Der Besitz des Domkapitels war beträchtlich und bestand zum überwiegenden Teil aus Grundeigentum. Andere Einkünfte kamen aus bestimmten Rechten der Domherren. Der Besitz war nicht einheitlich; Vermögensrechte standen sowohl den oberen Domherren wie Propst, Dekan, Kustos, Scholaster und Kantor zu wie auch den übrigen Domkapitularen Erträge anderer Vermögensteile. Der Propst, ursprünglich mit der obersten Leitung und Vermögensverwaltung des Kapitels betraut, wurde in seiner Bedeutung vom Dekan abgelöst, dem Leiter der inneren Angelegenheiten des Domkapitels.

Der Domdechant

Das Domkapitel ließ seine landesherrlichen Rechte in Hochheim und Flörsheim durch seinen Dekan wahrnehmen. Der Domdechant hatte seinen Amtssitz im Hochheimer Fron- und Domherrenhof, der zusammen mit den Präsenzhöfen - die Dompräsenzkammer war eine Zusammenfassung von Stiftungen, deren Erträge nicht nur den Domherren, sondern allen am Dom angestellten Geistlichen zustanden, wenn sie den Gottesdienst besuchten und Chordienst leisteten - und weiteren Anwesen mit Weinbergen und Ackerland in Hochheim und Flörsheim den ansehnlichen Besitz des Domkapitels und seiner Behörden repräsentierte. Daneben waren Stifte und Klöster im Amt Hochheim reich begütert.

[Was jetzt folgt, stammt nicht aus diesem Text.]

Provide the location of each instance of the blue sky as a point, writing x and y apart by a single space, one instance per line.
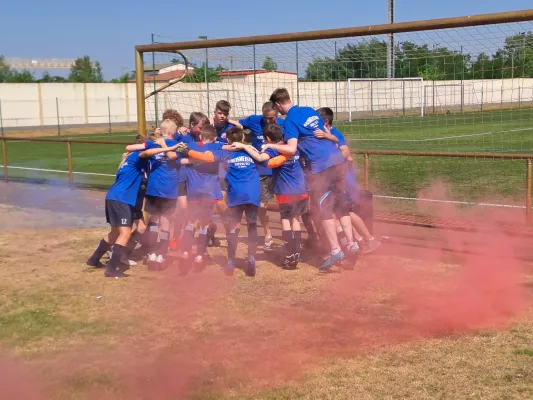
108 30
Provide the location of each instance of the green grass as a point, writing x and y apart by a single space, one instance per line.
509 131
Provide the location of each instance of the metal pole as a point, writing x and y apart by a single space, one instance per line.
255 84
528 191
365 169
109 112
57 113
390 44
139 79
4 158
155 85
69 158
1 120
297 80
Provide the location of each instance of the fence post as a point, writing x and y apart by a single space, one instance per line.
4 158
1 120
109 112
528 191
365 170
57 113
69 158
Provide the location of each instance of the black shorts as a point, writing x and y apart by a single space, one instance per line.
235 213
267 188
223 184
118 213
182 189
160 205
293 209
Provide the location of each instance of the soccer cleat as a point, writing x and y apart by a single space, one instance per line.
331 261
230 267
371 245
250 267
95 264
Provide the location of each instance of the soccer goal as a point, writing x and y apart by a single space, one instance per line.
385 97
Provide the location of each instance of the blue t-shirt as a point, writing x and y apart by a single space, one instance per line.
242 177
320 154
256 123
128 180
202 178
164 173
289 178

Der Domdechant bediente sich häufig in seiner Funktion als Amtmann eines Stellvertreters, des Amtmannverwesers, der vom Domkapitel ernannt wurde. Auch die vom Domkapitel ernannten örtlichen Schultheißen konnten mit den Aufgaben des Amtmannes betraut werden. Der Amtmann nahm die Rechte und Interessen des Landesherrn wahr. Die peinliche Gerichtsbarkeit dürfte er erst nach 1600 ausgeübt haben, denn bis 1482 war noch das Landgericht Mechtildshausen und danach bis um 1600 das domkapitelische Vogteigericht in Bingen zuständig. Flörsheims Kriminalfälle wurden ab 1600 eigenartigerweise im kurfürstlichen Oberamt Höchst-Hofheim verhandelt. Vorher war ebenfalls das Binger Vogteigericht zuständig, das anstelle des halben Schöffengerichtes in Flörsheim getreten war.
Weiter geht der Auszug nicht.